How exactly did you get connected with the others?
My memory is that I heard their music over at Fusz, and I heard a rumor they were going to write it all down. I said, “Hey, let’s gather me and any other Jesuits in St. Louis who have been writing liturgical music, and we’ll put out copies of it when people ask for it.” My stuff started to get around; Schutte and Dufford got copies of it, and they started writing in their own unique ways. I was doing short refrains, setting those antiphons that are printed in the missal, that are remnants of the chant from ancient days. When he got to St. Louis, Dan started to do longer refrains that had a lot more melodic content. I had based mine on Joseph Gelineau’s, in part, but when I heard his, I thought that it really fit instrumentally; we tried to keep our parts simple. We made each album we put out a little more complicated because we thought we would be teaching the guitar crowd to be better and better. But there wasn’t the continuity we thought there would be.

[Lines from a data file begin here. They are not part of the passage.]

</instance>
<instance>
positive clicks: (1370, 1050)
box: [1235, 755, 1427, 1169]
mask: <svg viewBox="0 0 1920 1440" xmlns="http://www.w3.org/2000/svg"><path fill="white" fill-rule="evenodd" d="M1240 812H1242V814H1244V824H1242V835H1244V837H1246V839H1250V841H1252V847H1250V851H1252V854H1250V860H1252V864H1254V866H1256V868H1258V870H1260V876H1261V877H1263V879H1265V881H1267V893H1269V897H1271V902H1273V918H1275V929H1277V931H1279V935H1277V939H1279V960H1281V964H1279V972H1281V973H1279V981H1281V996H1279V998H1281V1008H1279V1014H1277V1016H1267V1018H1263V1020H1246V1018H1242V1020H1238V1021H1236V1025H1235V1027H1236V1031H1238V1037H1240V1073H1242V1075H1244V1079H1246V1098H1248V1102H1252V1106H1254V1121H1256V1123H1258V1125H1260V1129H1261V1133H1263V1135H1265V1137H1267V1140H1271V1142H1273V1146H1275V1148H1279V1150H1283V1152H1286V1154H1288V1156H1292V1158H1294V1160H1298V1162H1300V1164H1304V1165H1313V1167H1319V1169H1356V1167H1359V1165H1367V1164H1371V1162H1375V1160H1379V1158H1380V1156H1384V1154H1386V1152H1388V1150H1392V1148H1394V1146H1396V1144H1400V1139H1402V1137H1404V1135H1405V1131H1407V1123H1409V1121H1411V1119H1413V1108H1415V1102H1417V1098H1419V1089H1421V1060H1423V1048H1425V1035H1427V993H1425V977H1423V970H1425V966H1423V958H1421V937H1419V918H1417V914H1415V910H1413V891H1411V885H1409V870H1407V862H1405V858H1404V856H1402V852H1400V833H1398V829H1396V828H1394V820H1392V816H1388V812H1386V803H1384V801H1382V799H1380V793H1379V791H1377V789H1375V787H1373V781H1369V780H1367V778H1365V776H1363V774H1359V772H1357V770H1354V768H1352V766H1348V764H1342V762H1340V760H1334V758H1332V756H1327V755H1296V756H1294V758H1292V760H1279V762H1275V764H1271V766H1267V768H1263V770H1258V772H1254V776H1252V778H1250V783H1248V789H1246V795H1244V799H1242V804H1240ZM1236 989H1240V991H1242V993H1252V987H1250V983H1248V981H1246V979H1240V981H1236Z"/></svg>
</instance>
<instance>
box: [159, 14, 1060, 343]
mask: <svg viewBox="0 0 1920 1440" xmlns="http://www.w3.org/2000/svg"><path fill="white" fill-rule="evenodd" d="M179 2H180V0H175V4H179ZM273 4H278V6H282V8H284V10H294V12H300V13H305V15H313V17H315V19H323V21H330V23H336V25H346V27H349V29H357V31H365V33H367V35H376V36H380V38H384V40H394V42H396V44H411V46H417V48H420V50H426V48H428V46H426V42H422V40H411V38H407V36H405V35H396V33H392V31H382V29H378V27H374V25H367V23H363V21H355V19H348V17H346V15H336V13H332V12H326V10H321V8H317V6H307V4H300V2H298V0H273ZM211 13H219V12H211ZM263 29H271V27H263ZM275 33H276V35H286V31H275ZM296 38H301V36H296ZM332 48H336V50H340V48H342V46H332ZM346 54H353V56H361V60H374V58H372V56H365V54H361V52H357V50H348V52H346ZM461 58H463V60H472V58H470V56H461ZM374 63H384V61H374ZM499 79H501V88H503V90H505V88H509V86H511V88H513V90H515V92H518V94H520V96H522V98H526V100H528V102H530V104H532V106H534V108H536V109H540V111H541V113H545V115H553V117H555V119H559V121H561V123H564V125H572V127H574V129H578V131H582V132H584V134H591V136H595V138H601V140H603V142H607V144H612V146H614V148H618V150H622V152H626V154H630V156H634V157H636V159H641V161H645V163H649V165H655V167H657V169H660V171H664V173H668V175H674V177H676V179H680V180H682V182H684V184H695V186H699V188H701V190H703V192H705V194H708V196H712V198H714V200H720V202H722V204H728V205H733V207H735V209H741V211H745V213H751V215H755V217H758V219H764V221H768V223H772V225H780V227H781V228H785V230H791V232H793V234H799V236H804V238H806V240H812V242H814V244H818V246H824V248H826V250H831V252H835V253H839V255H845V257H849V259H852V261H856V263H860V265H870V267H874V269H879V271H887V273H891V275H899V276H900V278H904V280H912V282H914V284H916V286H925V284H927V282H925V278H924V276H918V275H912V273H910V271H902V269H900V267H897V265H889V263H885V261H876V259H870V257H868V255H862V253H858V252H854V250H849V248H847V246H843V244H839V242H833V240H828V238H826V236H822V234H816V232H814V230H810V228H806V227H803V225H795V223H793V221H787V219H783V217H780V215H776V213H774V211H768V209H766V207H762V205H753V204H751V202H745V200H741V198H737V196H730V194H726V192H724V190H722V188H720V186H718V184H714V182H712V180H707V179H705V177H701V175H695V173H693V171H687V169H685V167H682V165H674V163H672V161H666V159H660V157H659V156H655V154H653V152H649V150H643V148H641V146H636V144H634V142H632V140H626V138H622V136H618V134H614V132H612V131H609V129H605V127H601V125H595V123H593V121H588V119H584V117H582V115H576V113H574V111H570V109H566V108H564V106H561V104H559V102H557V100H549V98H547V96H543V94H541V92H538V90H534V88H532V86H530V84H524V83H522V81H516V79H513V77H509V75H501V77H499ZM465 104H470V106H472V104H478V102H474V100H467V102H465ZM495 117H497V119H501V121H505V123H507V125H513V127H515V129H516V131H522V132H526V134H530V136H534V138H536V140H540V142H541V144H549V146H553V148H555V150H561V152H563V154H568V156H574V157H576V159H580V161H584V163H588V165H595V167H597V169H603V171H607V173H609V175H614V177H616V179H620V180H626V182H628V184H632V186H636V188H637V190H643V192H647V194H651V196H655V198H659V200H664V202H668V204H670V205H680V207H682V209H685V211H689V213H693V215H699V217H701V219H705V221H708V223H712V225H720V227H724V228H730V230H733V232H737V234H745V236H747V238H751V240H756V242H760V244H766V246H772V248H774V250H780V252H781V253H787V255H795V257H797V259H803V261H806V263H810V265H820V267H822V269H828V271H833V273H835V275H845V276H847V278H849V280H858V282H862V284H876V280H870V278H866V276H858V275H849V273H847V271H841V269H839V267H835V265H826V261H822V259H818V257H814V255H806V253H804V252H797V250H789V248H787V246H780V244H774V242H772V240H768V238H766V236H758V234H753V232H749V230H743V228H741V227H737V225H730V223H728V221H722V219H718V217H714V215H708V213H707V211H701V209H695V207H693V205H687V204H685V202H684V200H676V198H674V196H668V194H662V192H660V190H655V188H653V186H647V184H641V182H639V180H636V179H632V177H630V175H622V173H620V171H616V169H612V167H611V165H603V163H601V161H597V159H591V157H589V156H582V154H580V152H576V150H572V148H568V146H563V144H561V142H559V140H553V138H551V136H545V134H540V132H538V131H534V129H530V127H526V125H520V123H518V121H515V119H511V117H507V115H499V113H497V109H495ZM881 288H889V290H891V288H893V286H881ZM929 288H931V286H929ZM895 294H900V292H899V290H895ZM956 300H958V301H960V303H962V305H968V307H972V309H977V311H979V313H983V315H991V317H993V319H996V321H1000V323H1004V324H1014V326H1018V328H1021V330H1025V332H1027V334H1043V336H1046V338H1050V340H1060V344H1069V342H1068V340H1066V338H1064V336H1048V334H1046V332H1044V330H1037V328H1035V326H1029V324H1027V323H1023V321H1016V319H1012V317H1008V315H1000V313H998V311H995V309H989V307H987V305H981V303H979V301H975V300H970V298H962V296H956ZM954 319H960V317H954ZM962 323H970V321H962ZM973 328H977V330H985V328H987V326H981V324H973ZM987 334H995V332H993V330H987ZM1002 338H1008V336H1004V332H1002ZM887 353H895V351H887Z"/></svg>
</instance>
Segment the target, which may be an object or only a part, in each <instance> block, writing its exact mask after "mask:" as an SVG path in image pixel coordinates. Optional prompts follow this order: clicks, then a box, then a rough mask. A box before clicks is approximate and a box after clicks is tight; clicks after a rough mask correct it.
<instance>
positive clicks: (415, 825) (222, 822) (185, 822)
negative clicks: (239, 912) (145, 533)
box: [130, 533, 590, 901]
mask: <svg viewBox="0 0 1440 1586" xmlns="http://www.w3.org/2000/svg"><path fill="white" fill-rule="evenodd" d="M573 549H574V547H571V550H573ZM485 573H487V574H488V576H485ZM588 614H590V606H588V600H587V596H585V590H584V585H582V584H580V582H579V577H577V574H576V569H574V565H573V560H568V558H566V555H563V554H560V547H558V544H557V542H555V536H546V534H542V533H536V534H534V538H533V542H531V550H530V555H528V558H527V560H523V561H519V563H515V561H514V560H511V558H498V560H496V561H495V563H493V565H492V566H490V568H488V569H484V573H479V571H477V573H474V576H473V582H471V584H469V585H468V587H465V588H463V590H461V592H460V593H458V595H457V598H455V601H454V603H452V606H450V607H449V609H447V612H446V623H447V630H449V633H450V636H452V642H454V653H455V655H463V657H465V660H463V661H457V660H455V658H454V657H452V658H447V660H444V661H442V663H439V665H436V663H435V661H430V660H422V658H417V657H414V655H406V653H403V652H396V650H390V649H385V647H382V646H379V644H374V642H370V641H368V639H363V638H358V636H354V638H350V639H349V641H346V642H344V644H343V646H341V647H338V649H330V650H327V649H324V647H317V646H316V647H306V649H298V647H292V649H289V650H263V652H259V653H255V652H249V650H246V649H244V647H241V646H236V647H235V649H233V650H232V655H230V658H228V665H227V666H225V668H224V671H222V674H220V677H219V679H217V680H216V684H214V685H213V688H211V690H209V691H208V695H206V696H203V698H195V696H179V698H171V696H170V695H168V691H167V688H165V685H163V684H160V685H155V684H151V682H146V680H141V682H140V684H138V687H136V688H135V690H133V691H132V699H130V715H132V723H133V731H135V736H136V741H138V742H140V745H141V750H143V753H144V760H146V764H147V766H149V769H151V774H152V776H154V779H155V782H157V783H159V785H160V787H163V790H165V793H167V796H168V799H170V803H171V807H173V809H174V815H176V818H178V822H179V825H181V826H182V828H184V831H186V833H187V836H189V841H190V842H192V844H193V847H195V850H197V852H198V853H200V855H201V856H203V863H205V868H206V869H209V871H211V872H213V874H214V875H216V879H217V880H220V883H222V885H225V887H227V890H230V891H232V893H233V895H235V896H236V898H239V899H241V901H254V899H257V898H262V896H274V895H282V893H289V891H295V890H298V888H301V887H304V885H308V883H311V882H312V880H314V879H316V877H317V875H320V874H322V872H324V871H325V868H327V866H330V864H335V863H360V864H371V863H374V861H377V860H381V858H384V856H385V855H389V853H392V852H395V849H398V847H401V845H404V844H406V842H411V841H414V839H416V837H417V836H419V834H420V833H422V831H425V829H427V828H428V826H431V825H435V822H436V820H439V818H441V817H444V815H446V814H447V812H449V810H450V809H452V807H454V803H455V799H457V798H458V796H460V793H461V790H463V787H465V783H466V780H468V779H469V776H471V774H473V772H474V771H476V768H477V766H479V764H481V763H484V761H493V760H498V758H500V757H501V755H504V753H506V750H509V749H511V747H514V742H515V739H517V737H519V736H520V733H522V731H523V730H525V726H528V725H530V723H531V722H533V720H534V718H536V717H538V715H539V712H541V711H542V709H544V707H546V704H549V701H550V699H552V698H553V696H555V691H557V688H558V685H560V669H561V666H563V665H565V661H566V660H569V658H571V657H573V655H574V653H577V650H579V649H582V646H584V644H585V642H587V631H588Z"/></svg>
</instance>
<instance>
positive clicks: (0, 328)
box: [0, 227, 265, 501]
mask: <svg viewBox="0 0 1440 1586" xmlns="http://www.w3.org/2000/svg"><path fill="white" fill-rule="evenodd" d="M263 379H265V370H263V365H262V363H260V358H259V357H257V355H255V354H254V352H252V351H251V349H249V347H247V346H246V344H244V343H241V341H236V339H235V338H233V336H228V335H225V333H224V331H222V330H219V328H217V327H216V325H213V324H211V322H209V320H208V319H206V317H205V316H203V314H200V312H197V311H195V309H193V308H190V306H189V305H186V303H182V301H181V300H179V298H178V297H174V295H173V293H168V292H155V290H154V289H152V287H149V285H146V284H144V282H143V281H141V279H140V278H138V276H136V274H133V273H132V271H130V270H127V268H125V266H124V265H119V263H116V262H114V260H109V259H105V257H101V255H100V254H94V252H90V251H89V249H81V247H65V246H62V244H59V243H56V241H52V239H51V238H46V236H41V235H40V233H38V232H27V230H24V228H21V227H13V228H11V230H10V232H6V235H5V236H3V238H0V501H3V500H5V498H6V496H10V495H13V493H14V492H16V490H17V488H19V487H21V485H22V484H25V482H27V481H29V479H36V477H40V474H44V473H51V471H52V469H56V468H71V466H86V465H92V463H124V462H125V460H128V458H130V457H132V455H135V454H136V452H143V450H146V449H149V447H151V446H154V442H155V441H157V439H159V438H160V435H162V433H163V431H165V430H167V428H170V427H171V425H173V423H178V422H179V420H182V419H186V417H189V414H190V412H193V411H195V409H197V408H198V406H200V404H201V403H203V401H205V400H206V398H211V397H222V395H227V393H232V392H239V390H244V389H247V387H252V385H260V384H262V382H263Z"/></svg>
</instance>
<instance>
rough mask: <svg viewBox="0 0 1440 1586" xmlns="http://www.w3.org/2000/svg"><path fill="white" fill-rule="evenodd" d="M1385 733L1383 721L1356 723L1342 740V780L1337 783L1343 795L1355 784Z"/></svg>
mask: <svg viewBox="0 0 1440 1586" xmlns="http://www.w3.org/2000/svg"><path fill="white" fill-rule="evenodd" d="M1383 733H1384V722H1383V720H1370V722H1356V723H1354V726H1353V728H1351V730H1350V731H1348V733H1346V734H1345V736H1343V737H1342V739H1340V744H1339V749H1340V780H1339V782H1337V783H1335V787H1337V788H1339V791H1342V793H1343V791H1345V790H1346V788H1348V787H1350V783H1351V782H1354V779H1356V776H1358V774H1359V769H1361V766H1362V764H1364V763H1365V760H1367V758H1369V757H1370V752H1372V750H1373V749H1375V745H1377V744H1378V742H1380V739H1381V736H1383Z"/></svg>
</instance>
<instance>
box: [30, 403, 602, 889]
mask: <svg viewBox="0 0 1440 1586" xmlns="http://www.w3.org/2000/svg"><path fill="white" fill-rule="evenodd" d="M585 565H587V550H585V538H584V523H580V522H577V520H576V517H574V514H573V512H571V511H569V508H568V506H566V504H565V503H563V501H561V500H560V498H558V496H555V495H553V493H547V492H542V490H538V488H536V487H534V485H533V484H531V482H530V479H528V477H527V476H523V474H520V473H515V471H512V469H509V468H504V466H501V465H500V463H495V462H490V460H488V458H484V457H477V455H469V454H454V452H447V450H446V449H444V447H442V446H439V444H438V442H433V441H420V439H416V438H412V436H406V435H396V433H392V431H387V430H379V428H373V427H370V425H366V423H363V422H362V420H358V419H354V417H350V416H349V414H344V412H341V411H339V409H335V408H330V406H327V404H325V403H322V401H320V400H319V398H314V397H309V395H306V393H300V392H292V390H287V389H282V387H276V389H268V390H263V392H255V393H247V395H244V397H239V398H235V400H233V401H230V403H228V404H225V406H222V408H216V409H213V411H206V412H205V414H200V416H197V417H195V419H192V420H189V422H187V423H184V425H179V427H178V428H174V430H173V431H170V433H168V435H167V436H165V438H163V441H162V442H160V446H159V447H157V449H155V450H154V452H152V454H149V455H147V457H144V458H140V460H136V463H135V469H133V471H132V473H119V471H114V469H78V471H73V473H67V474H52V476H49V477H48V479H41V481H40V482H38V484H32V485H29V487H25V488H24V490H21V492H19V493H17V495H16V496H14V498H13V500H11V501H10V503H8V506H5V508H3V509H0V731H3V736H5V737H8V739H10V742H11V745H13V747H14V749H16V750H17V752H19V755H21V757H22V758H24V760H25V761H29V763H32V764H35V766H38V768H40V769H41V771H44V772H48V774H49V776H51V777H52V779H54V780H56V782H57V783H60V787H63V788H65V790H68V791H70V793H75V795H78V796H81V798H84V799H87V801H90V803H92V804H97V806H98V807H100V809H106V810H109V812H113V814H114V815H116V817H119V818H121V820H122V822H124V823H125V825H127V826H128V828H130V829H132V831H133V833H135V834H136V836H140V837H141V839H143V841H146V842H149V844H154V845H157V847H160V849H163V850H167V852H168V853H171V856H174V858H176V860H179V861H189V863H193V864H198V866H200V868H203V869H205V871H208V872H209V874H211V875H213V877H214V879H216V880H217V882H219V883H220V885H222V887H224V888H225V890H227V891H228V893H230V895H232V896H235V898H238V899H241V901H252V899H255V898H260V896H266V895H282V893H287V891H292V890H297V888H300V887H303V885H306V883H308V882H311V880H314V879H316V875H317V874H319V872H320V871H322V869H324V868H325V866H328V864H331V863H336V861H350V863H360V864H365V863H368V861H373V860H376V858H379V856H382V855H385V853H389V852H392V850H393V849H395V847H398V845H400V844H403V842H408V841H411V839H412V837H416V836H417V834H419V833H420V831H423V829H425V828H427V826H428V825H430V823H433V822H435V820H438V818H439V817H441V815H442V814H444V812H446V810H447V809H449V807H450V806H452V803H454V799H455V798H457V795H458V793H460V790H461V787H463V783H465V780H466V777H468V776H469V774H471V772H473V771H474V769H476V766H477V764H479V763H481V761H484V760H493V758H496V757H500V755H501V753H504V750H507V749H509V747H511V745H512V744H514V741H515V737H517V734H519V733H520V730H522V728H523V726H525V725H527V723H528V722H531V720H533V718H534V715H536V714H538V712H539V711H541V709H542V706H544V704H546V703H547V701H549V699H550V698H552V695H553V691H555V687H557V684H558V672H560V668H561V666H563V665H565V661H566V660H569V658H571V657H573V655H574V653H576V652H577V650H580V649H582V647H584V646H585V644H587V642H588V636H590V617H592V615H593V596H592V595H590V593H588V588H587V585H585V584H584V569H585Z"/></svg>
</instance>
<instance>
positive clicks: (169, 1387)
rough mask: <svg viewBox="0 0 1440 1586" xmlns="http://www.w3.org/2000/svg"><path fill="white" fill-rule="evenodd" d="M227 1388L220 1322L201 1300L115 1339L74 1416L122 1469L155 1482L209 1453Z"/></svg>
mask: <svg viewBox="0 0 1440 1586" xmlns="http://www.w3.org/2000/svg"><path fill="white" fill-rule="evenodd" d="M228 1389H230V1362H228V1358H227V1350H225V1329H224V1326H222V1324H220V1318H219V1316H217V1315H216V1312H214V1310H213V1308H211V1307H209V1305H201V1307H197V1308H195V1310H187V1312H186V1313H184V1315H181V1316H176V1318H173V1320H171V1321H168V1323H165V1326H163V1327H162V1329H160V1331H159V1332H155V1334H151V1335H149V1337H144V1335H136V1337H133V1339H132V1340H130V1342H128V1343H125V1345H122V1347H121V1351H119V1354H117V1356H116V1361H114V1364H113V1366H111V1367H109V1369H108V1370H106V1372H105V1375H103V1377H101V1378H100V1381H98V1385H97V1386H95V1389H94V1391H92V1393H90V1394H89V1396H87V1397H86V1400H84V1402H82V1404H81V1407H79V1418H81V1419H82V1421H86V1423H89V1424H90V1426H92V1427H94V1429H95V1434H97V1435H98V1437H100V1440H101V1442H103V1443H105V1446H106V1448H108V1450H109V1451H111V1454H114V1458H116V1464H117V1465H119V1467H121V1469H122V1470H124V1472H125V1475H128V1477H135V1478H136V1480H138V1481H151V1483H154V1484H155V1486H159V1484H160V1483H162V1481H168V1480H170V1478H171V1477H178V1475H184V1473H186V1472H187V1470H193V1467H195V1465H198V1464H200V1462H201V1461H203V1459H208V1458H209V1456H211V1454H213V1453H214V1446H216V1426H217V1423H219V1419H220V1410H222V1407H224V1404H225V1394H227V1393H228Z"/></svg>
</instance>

There would be people playing guitars for two to three years, and then they’d go to college or go into business and a new crowd would come in, so we gradually professionalized the whole thing and raised the guitar playing standards.
People talk about your work together as capturing the rhythms and speech well.
The ultimate roots are with Fr. Bob Boyle at Regis. I studied Hopkins with him at college. I heard the sprung and metaphorical rhythm, and I just fell in love with it. Working in language from that point on became something I couldn’t compromise. It’s actually easier to get the rhythms of the language right than to do them wrong. It’s like a guy who lays bricks and lays them all crooked. I’m not making any claims that I did it right all the time.